EL PÁJARO DE FUEGO 2

 

— ¡No lo hagas, por favor, no lo hagas! -- gritó entre sollozos -- ¡No podré resistirlo!

Por primera vez en dos horas el hombre preguntó al sentirla gritar:

— ¿Vas a decirme que es la primera vez?

Lo miró furiosa, reculando lo que podía para escapar al castigo.

¡Maldito bastardo¡ Claro que será la primera vez ¿Qué es lo que te has creído? Pero, por favor no...

Se inclinó sobre ella oprimiendo con fuerza el pene para penetrarla. Tuvo que taparle la boca con la mano para cortar el agudo grito de la mujer cuando el duro miembro logró abrirse paso contra la oposición del músculo y se encajó de golpe dentro de ella. Vio las gotas de sudor que manaban de la frente femenina y las lágrimas de dolor en los bellos ojos de la mujer. Se quedó quieto, susurrándole al oído:

— No durará mucho, luego sentirá placer…

— ¡Ah, por Dios, no lo estropees más!

¡Procura relajarte, amor mío! Dejará de dolerte si te relajas. Esta virginidad me pertenecía ¿O es que no me amas?

Ella suspiró moviendo la cabeza con resignación. Estaba intentando relajarse, pero sabía que estaba sangrando y procuró estarse quieta.

— Acaba de una vez, estoy sangrando; cada vez me duele más, y haz el favor de desatarme.

Hizo lo que le pedía. Procurando no moverse para no lastimarla más de lo imprescindible, alargó las manos a las ataduras. Le costó trabajo desatar los nudos, excesivamente ceñidos a causa de los esfuerzos realizados por la mujer para soltarse. Se levantó sobre las rodillas sosteniéndola contra su pubis para desatarle los tobillos y ella sintió el dolor de la penetración, pero no se quejó. Dio un suspiro al sentirse libre restregándose las muñecas con las manos para activar la circulación, pero tenía los dedos entumecidos y casi morados y le fue imposible doblarlos.

El le cogió las muñecas friccionando entre sus manos los finos dedos de la mujer. Poco a poco recuperó el movimiento y los dedos adquirieron su color alabastrino habitual. Seguían sin moverse. El pubis masculino presionaba con fuerza contra el femenino, pero sin conseguir mover el miembro ni adelante ni atrás.

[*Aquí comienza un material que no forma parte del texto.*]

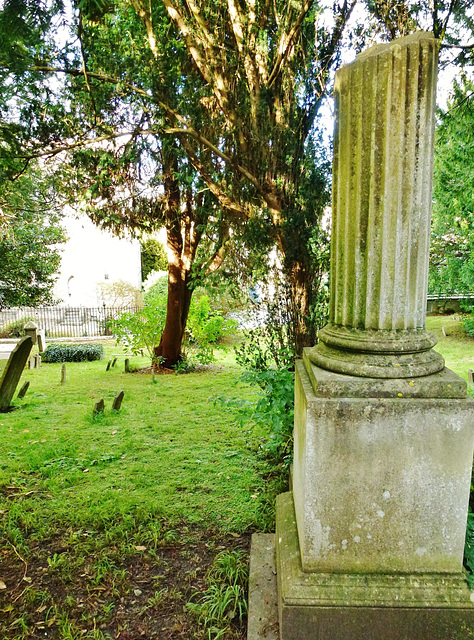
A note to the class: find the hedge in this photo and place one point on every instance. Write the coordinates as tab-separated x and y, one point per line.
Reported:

Fue ella quien, al cabo de unos minutos, comenzó a frotar levemente su pubis contra el hombre que permaneció sin moverse dejando la iniciativa a su compañera.

Tuvo que realizar esfuerzos considerables para poder contenerse y esperarla. Cuando sintió los espasmos del vientre femenino contra el suyo, supo que estaba comenzando de nuevo el éxtasis de la mujer. Se movía frenéticamente ya, gimiendo de placer y fue entonces cuando el hombre la bombeó sin que ella se quejara. Pero siguió conteniéndose y esperando hasta que, en el momento justo, se desencajó para penetrar brutalmente su feminidad con un golpe de caderas, explotando en el fondo de su vagina con tal fuerza e intensidad que transportó a la mujer al más intenso e inacabable orgasmo múltiple que ella hubiera experimentado en toda su vida. El placer, después del dolor, fue tan profundo para los dos que, literalmente, perdieron la noción de la realidad permaneciendo tan fuertemente entrelazados como las cuerdas de un nudo de driza.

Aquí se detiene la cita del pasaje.